I rappresentanti del governo continuano a raccontarci che i sacrifici fatti e quelli che ancora ci verranno imposti sono finalizzati ad abbattere il debito pubblico. “Si scorge la luce dopo il tunnel” ci dicono. Ma i fatti hanno la testa dura. E i fatti ci raccontano un’altra storia. Nel corso dell’anno la disoccupazione è aumentata. I senza lavoro sono ormai, lo dice l’Istat, 2.700.000. Quanto al debito pubblico, siamo ormai al 126% del Pil, contro un 123% di inizio anno. Dal settore industriale, che è poi la vera fonte della ricchezza sociale, non arrivano certo buone notizie. In più di una filiera produttiva, cominciando da quella legata all’automobile, si parla ormai di saturazione dei mercati. È sempre più chiaro che un intero sistema economico – in Italia e nel mondo - sta scricchiolando. Il capitalismo, nel passato, è riuscito a superare tutte le crisi e non è detto che non ci riesca anche questa volta. Ma il prezzo che di volta in volta è stato pagato dai popoli è stato direttamente proporzionale alla gravità e alla estensione delle crisi.
Per la classe lavoratrice, nel suo insieme, si pone il problema di giocare un ruolo attivo, di non limitarsi ad aspettare e sperare.
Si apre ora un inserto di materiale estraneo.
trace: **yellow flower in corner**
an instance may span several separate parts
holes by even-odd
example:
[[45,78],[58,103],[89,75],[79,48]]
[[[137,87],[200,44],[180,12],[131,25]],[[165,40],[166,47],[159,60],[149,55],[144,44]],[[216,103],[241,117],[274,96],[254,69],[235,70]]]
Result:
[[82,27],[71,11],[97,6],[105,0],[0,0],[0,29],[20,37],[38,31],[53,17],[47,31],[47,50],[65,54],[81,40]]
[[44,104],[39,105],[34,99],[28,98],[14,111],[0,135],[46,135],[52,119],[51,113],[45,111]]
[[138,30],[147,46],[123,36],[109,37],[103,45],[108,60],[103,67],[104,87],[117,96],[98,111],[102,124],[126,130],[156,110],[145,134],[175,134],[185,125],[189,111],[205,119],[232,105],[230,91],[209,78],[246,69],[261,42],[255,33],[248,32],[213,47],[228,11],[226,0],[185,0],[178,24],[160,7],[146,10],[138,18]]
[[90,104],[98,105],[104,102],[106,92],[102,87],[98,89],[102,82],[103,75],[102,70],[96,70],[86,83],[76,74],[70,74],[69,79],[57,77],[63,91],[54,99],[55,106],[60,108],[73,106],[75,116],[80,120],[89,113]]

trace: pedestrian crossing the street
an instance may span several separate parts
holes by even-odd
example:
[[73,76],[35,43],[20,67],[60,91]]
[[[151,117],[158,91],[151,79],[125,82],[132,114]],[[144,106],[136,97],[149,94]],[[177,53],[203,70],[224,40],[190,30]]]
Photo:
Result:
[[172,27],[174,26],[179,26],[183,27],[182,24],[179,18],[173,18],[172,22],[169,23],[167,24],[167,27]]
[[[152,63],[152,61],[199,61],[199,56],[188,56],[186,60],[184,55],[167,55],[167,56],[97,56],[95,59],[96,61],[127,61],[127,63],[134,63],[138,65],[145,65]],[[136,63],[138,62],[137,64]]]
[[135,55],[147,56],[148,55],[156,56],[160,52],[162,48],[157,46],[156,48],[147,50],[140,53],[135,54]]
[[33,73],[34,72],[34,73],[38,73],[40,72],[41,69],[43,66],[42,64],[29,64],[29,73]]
E ora, di fronte alla minaccia incalzante della disoccupazione, al primo posto sta la rivendicazione del blocco dei licenziamenti. “Non un solo licenziamento in più!”, questa parola d’ordine è imposta dalla drammaticità della crisi. L’alternativa è ridursi alle condizioni dei lavoratori del terzo mondo. Imporre per legge il blocco dei licenziamenti significa anche togliere al padronato una formidabile arma di ricatto e di intimidazione anti-operaia, significa non essere più costretti ad accettare continui peggioramenti della condizione lavorativa. “Se non ti va bene così, ci sono un sacco di disoccupati pronti a fare il tuo lavoro”, questo ricatto, che sia o meno espresso in termini così chiari, deve finire. Blocco dei licenziamenti significa anche possibilità di riconquistare condizioni di lavoro e salari più decorosi.
Ogni diminuzione del monte ore lavorativo, che si parli di una grande azienda o di un settore produttivo omogeneo, deve tradursi in una spartizione del lavoro fra tutti i dipendenti, e quindi in una riduzione dell’orario individuale di lavoro a parità di trattamento salariale. Queste idee generali possono articolarsi in varie forme ma è importante che non se ne tradisca la sostanza.
Impossibile dal punto di vista economico? Solo se ci si rifiuta di prendere i soldi dove sono. I giornali hanno riportato come curiosità il fatto che ville e appartamenti di lusso vengono venduti a prezzi sempre più alti; “C’è un pezzo di mercato della casa che è del tutto slegato dalla realtà del resto, dai prezzi che crollano per le case normali e dalle possibilità economiche di gran parte dei cittadini” citiamo un articolo del Corriere della sera.
Alcuni studi recenti hanno dimostrato che la fetta della torta del reddito nazionale che tocca a salariati e pensionati è diminuita, da metà degli anni ’90 ad oggi, passando dal 68 al 57 per cento. Un analista economico, Giovanni Canepa, ha scritto: “Se la proporzione di reddito che va ai salari fosse la stessa di trenta anni fa, a ogni dipendente italiano spetterebbero circa 6000 euro in più, che si sono invece spostati nel tempo verso profitti, rendite e redditi da capitale”. Semplicemente esigendo di avere lo stesso peso economico proporzionale degli anni ’90, i lavoratori avrebbero “a disposizione” seimila euro in più l’anno ciascuno! Si possono trovare altre decine e decine di esempi. Tutti ci portano ad un’unica conclusione: i soldi ci sono. Occorre la forza dei lavoratori per spostarli dai profitti e dai grandi patrimoni ai salari.